Testing Methodology
===================

SqC employs a three-tier testing strategy: unit tests for individual rule logic,
the NIST Juliet Test Suite for precision/recall measurement, and real-world
open-source codebases for scalability and noise validation.

Benchmark Strategy
------------------

SqC is benchmarked on two axes:

1. **Juliet Test Suite** (NIST) — 54,484 files with ground truth (OMITBAD/OMITGOOD
   sections). Measures TP rate, FP rate, and per-CWE coverage.

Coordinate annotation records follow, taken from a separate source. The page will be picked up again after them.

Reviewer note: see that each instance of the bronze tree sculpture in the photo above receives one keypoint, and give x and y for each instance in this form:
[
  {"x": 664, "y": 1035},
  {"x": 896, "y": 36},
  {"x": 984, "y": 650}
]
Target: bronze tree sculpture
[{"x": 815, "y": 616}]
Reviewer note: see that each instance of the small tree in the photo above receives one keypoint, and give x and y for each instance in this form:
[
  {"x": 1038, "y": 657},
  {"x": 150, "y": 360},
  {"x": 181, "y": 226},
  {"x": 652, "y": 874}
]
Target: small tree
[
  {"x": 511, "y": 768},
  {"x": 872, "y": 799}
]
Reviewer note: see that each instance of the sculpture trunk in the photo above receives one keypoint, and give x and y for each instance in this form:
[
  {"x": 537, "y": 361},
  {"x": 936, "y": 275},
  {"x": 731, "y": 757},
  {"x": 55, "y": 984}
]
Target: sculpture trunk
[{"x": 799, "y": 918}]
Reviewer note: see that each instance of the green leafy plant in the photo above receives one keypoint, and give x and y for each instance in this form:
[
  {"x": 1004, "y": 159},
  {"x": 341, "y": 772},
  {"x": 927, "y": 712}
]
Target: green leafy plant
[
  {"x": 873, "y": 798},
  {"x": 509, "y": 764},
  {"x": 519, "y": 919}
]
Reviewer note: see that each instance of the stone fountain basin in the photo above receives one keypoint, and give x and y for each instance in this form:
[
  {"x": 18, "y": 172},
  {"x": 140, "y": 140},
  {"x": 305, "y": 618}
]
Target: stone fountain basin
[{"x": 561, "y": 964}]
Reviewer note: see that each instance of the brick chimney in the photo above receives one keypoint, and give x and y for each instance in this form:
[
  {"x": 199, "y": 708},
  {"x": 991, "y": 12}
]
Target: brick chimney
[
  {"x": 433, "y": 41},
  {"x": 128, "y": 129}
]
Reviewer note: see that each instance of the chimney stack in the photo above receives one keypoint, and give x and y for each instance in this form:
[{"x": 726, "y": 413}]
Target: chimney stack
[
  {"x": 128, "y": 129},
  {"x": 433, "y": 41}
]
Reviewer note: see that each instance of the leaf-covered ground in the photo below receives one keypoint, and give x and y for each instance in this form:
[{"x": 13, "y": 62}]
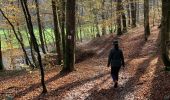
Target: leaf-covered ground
[{"x": 142, "y": 78}]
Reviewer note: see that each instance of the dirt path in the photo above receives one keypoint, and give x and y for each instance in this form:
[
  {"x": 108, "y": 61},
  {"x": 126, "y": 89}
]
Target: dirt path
[{"x": 141, "y": 79}]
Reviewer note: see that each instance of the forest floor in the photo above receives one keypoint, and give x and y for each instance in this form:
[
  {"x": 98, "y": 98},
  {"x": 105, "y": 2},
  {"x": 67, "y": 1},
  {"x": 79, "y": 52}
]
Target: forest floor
[{"x": 142, "y": 78}]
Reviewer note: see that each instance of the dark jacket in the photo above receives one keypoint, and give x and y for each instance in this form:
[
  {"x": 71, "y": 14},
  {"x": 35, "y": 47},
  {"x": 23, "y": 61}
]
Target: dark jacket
[{"x": 116, "y": 58}]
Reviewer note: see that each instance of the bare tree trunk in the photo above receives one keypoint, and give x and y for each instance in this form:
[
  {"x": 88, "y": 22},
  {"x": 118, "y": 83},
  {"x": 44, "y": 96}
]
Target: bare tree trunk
[
  {"x": 165, "y": 26},
  {"x": 119, "y": 29},
  {"x": 56, "y": 31},
  {"x": 40, "y": 27},
  {"x": 146, "y": 19},
  {"x": 33, "y": 39},
  {"x": 17, "y": 37},
  {"x": 133, "y": 13},
  {"x": 1, "y": 61},
  {"x": 70, "y": 36}
]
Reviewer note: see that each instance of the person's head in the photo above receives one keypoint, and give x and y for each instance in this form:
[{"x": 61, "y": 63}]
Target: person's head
[{"x": 116, "y": 44}]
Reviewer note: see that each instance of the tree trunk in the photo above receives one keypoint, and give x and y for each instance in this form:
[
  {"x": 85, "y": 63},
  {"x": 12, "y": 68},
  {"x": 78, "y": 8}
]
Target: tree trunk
[
  {"x": 128, "y": 13},
  {"x": 165, "y": 31},
  {"x": 40, "y": 27},
  {"x": 123, "y": 19},
  {"x": 103, "y": 18},
  {"x": 56, "y": 32},
  {"x": 1, "y": 61},
  {"x": 146, "y": 19},
  {"x": 63, "y": 27},
  {"x": 119, "y": 29},
  {"x": 33, "y": 39},
  {"x": 133, "y": 13},
  {"x": 70, "y": 36},
  {"x": 17, "y": 37}
]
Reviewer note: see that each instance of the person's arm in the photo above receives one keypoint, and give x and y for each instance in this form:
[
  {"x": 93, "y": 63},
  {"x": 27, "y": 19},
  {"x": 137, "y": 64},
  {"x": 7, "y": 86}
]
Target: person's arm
[
  {"x": 109, "y": 58},
  {"x": 122, "y": 58}
]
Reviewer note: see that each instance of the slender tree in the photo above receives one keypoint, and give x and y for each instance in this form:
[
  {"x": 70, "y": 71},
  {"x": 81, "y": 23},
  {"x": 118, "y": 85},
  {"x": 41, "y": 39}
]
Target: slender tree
[
  {"x": 70, "y": 36},
  {"x": 133, "y": 13},
  {"x": 56, "y": 31},
  {"x": 119, "y": 28},
  {"x": 17, "y": 37},
  {"x": 1, "y": 61},
  {"x": 40, "y": 26},
  {"x": 33, "y": 39},
  {"x": 146, "y": 19},
  {"x": 165, "y": 30}
]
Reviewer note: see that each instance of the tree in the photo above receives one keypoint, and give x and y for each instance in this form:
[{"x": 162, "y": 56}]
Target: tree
[
  {"x": 70, "y": 36},
  {"x": 17, "y": 37},
  {"x": 146, "y": 19},
  {"x": 103, "y": 18},
  {"x": 118, "y": 9},
  {"x": 123, "y": 19},
  {"x": 56, "y": 31},
  {"x": 33, "y": 39},
  {"x": 133, "y": 13},
  {"x": 1, "y": 61},
  {"x": 165, "y": 30},
  {"x": 40, "y": 26}
]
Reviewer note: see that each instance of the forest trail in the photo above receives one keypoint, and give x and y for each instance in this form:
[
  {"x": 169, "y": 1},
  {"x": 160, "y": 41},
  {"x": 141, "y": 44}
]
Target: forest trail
[{"x": 142, "y": 78}]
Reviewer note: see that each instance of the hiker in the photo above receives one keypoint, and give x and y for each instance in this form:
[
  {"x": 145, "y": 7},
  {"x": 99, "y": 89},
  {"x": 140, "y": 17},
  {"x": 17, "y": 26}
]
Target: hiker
[{"x": 116, "y": 60}]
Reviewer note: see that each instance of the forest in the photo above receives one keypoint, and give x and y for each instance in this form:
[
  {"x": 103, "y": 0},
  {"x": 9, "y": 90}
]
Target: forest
[{"x": 66, "y": 49}]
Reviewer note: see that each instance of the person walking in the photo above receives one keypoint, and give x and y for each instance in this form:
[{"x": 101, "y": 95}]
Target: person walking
[{"x": 116, "y": 60}]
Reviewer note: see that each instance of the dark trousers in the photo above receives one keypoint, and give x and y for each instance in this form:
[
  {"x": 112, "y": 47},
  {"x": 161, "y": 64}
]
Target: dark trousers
[{"x": 115, "y": 73}]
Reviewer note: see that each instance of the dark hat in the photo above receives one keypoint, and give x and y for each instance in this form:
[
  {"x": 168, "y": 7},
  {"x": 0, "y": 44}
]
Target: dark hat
[{"x": 115, "y": 42}]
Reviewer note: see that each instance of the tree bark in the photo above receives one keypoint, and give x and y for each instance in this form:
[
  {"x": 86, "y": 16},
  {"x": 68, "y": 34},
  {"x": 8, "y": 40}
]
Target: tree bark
[
  {"x": 56, "y": 32},
  {"x": 146, "y": 19},
  {"x": 119, "y": 28},
  {"x": 33, "y": 39},
  {"x": 70, "y": 36},
  {"x": 1, "y": 61},
  {"x": 165, "y": 31},
  {"x": 133, "y": 13},
  {"x": 40, "y": 27}
]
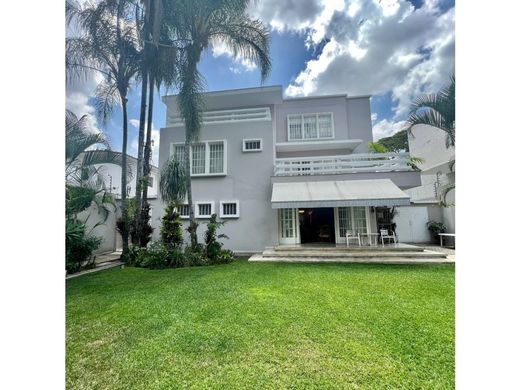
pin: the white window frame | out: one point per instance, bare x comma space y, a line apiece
222, 215
197, 215
341, 239
206, 158
254, 140
302, 129
179, 211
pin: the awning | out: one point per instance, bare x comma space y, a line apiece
345, 193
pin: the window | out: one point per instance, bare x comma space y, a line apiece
229, 209
178, 153
204, 209
198, 158
208, 158
252, 145
216, 157
287, 222
184, 211
310, 126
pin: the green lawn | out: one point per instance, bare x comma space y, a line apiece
262, 326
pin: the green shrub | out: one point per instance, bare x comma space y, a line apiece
176, 258
213, 247
194, 257
155, 256
436, 227
79, 246
225, 256
171, 228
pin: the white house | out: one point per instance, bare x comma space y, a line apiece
289, 171
430, 143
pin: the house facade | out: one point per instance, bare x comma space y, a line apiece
429, 143
288, 171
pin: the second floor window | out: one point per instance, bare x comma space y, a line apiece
207, 158
310, 127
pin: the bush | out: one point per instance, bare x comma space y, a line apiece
79, 246
155, 256
435, 228
213, 247
194, 256
171, 228
225, 256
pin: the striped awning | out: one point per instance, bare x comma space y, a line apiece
344, 193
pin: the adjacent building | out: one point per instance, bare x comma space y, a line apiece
289, 171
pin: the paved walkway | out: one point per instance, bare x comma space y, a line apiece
103, 261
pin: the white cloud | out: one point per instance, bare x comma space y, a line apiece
373, 47
386, 128
77, 96
241, 64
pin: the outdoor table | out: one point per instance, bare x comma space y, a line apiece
369, 235
448, 235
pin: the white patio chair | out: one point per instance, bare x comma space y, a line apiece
384, 234
351, 236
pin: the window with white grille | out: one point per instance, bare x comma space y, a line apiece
198, 159
184, 211
207, 157
178, 153
310, 126
204, 209
216, 157
229, 209
252, 145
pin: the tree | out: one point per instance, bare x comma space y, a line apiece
396, 142
437, 110
158, 67
84, 181
106, 44
196, 24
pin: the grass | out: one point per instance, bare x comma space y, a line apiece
262, 326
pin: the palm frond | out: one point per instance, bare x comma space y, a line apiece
247, 38
173, 181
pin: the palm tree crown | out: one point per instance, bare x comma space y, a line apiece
437, 110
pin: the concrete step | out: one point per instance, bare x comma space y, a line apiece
353, 260
352, 248
425, 254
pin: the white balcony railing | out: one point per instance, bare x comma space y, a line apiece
358, 162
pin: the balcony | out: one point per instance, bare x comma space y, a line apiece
353, 163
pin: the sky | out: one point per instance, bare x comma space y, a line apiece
394, 50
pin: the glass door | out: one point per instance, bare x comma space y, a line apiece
288, 226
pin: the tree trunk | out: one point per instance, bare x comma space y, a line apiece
142, 122
123, 177
192, 228
147, 157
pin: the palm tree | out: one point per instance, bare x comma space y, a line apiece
437, 110
195, 25
159, 60
173, 182
107, 44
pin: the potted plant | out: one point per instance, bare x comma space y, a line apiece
435, 228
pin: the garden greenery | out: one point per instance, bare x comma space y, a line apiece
170, 253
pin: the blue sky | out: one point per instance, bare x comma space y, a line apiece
394, 50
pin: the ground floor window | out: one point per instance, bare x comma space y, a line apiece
352, 218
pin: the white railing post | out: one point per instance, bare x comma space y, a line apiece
359, 162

2. **Real-World Open-Source Projects** — 5 codebases (libcrc, sqlite, mosquitto,
   curl, hostap) analyzed by sqc, cppcheck, and clang-tidy. No ground truth —
   measures violation counts, rule distribution, and cross-tool agreement.

**Why both**:

- **Juliet** provides precision metrics (TP/FP) but is synthetic single-file code
- **Real-world** tests scalability, noise levels, and cross-file analysis on production code
- Rule improvements are validated on Juliet for TP/FP impact, then verified on
  real-world for noise reduction

**Benchmark cadence**:

- **After every significant rule change**: Juliet benchmark (MCP server, ~10 min)
- **After version milestones**: Full real-world benchmark (MCP server, all 5
  codebases × 3 tools)
- **cppcheck/clang-tidy results are stable** across sqc changes — run once and cache

Unit Tests
----------

Each CERT C rule has dedicated test cases written as C source files organized
under ``src/rules/cert_c/<CATEGORY>/<RULE-ID>/tests/``:

::

    src/rules/cert_c/SIG/SIG01-C/tests/
      fail/                          # C files that SHOULD trigger violations
        testcases_signal_restart_assumption.c
        testcases_concurrent_signals.c
        ...
      pass/                          # C files that should NOT trigger violations
        testcases_proper_signal_handling.c
        ...

**Current coverage**: 3,322 tests across 290 rules (~3,070 C test files,
~1,820 fail + ~1,250 pass). All tests pass; zero duplicates.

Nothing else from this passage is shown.